Unit 8: Inference for Categorical Data: Chi-Square

Chi-Square Test for Goodness-of-Fit

• Goodness-of-Fit: Evaluate the fit of a theoretical distribution to observed data.
• Null Hypothesis: The given theoretical distribution correctly describes the situation.
• Chi-Square Statistic (𝜒²): Measures the sum of weighted differences between observed and expected frequencies.
  • The smaller the 𝜒²-value, the better the fit.
  • P-value: Probability of obtaining a 𝜒²-value as extreme as the one observed if the null hypothesis is true.
  • A large 𝜒²-value indicates a poor fit and leads to rejecting the null hypothesis.
• Chi-Square Distribution:
  • Nonnegative values, not symmetric, skewed to the right.
  • Different distributions for different degrees of freedom (df).
  • Larger df results in a distribution closer to normal.

Example 8.1

• Scenario: Distribution of liquor stores across four city regions.
• Hypotheses:
  • H₀: Liquor stores are distributed according to region area percentages.
  • Hₐ: Distribution differs from region area percentages.
• Procedure: Chi-square test for Goodness-of-fit.
• Checks:
  • Random sample and expected values > 5.
  • Sample size < 10% of population.
• Calculation: 𝜒² = 6.264, P = 0.099.
• Conclusion: P > 0.05, insufficient evidence to reject H₀.

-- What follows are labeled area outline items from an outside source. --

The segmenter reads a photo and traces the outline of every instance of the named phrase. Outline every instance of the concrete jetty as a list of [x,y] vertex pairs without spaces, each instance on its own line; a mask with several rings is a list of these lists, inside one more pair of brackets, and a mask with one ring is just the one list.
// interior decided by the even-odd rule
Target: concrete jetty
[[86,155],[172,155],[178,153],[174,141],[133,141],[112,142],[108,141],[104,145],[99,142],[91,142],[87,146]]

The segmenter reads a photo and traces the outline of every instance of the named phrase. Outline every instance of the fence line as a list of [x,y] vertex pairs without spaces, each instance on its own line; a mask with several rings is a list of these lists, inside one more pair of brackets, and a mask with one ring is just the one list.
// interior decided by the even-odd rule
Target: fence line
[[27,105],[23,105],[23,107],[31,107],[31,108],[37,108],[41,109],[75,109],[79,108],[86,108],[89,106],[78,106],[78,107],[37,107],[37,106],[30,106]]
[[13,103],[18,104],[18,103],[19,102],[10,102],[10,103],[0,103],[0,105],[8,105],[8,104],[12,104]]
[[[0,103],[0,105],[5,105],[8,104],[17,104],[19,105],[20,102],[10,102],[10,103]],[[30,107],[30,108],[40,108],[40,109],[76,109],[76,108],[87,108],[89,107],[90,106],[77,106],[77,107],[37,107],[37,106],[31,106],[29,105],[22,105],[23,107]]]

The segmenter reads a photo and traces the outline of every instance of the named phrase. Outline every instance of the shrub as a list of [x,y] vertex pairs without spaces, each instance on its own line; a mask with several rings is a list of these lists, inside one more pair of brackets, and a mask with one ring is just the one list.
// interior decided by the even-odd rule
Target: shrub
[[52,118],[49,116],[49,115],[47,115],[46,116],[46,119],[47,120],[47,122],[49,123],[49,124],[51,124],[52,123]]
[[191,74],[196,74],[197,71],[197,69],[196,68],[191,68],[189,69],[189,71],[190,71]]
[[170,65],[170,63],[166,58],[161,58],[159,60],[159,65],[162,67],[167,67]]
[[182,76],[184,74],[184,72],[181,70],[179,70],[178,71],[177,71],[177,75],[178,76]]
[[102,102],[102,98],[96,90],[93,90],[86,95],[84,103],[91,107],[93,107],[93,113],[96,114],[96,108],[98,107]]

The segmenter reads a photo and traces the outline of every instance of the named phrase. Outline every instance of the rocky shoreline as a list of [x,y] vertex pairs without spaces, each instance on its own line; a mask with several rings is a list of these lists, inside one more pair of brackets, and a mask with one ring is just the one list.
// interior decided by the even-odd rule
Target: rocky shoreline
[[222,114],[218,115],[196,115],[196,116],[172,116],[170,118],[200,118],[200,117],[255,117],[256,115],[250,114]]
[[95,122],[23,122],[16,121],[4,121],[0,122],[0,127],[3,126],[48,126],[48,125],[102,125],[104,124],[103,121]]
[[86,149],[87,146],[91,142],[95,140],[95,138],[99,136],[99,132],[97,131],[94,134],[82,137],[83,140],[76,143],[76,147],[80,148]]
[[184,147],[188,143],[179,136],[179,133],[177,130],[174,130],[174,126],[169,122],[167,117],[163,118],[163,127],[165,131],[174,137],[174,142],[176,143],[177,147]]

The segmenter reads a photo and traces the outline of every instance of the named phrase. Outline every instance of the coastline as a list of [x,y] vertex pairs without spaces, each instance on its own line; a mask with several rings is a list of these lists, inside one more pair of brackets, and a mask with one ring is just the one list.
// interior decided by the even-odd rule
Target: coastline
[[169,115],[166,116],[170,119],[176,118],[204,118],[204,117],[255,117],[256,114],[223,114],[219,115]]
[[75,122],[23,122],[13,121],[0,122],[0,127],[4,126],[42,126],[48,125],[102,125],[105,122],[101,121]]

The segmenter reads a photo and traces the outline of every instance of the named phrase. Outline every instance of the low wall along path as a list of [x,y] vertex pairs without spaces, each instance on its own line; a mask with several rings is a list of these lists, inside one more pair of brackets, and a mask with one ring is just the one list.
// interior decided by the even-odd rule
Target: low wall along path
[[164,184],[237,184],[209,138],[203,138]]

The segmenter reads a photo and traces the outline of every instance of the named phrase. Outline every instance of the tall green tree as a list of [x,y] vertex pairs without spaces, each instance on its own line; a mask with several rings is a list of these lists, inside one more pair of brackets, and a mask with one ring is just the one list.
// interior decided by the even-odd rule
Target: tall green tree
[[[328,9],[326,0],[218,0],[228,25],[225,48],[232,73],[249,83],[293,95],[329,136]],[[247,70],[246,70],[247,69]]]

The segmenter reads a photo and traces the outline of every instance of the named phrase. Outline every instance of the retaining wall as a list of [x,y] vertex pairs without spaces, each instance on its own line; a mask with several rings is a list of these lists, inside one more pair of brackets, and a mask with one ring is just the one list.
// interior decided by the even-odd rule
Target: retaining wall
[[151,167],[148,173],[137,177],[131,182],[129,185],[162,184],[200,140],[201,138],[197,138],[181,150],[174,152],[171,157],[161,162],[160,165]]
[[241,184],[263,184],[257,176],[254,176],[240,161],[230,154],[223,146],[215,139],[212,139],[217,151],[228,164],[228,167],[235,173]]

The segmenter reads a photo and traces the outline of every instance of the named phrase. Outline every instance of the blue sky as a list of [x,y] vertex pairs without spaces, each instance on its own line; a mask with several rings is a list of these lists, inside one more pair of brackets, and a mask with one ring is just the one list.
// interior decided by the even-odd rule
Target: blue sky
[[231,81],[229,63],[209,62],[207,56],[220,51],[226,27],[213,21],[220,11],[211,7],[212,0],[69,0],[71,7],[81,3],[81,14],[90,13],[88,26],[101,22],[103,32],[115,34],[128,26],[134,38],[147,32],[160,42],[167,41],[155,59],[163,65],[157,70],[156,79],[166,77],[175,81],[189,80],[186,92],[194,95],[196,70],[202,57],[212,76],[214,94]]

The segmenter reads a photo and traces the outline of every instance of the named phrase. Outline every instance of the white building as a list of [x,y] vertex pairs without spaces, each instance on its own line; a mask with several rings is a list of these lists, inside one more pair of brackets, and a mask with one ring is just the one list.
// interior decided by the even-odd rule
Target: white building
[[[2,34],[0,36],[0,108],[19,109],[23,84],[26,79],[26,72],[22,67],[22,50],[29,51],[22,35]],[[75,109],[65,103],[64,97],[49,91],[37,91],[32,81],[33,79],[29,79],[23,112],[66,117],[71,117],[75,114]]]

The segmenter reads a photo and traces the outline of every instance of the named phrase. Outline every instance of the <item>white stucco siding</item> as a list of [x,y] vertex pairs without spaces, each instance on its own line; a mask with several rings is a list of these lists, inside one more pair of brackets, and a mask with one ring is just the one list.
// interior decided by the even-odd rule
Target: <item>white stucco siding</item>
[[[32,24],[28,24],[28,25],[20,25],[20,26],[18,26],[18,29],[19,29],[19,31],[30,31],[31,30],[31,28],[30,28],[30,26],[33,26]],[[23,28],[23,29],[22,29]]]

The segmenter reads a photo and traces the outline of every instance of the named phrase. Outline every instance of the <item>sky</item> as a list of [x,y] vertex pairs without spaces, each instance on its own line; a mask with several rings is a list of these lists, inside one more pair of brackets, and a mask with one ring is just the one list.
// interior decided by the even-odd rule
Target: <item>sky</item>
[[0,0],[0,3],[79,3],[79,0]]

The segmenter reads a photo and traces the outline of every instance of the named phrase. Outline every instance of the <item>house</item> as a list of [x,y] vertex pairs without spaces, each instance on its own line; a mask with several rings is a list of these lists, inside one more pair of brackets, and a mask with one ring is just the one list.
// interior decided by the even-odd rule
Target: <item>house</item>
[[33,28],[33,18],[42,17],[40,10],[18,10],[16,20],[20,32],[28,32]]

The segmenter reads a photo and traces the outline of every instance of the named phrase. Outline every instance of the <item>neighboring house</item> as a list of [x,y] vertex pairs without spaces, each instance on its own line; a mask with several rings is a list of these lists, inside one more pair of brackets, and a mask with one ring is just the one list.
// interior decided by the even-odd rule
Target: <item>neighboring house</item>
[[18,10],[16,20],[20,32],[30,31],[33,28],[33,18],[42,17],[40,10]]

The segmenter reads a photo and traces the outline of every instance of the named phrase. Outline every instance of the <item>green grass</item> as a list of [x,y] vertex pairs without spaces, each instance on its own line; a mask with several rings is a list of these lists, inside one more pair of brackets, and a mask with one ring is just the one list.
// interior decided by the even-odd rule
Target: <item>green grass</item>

Chi-Square Test for Independence

• Test of Independence: Determine if there is a significant association between two categorical variables.
• Null Hypothesis: The two classifications are independent.
• Degrees of Freedom (df): Calculated as (number of rows - 1) * (number of columns - 1).
• Limitations: Even if independence is rejected, causality cannot be assumed.*

Example 8.2

• Scenario: Relationship between party affiliation and support for marijuana legalization.
• Hypotheses:
  • H₀: Party affiliation and support are independent.
  • Hₐ: Party affiliation and support are not independent.
• Procedure: Chi-square test for independence.
• Checks:
  • Random sample, n < 10% of the population, expected cells > 5.
• Calculation: 𝜒² = 94.5, P = 0.000.
• Conclusion: P < 0.05, sufficient evidence to reject H₀.

Chi-Square Test for Homogeneity

• Test for Homogeneity: Compare samples from two or more populations regarding a single categorical variable.
• Conditions:
  • Samples must be simple random samples.
  • Samples should be independent.
  • Large populations relative to sample sizes.
  • Expected values > 5.

Example 8.3

• Scenario: Job satisfaction among school employees.
• Hypotheses:
  • H₀: Job satisfaction is the same across job categories.
  • Hₐ: At least two categories differ in job satisfaction.
• Procedure: Chi-square test for homogeneity.
• Checks:
  • Independent random samples, expected cells > 5, samples < 10% of populations.
• Calculation: 𝜒² = 8.707, P = 0.0335.
• Conclusion: P < 0.05, sufficient evidence to reject H₀; job satisfaction differs across categories.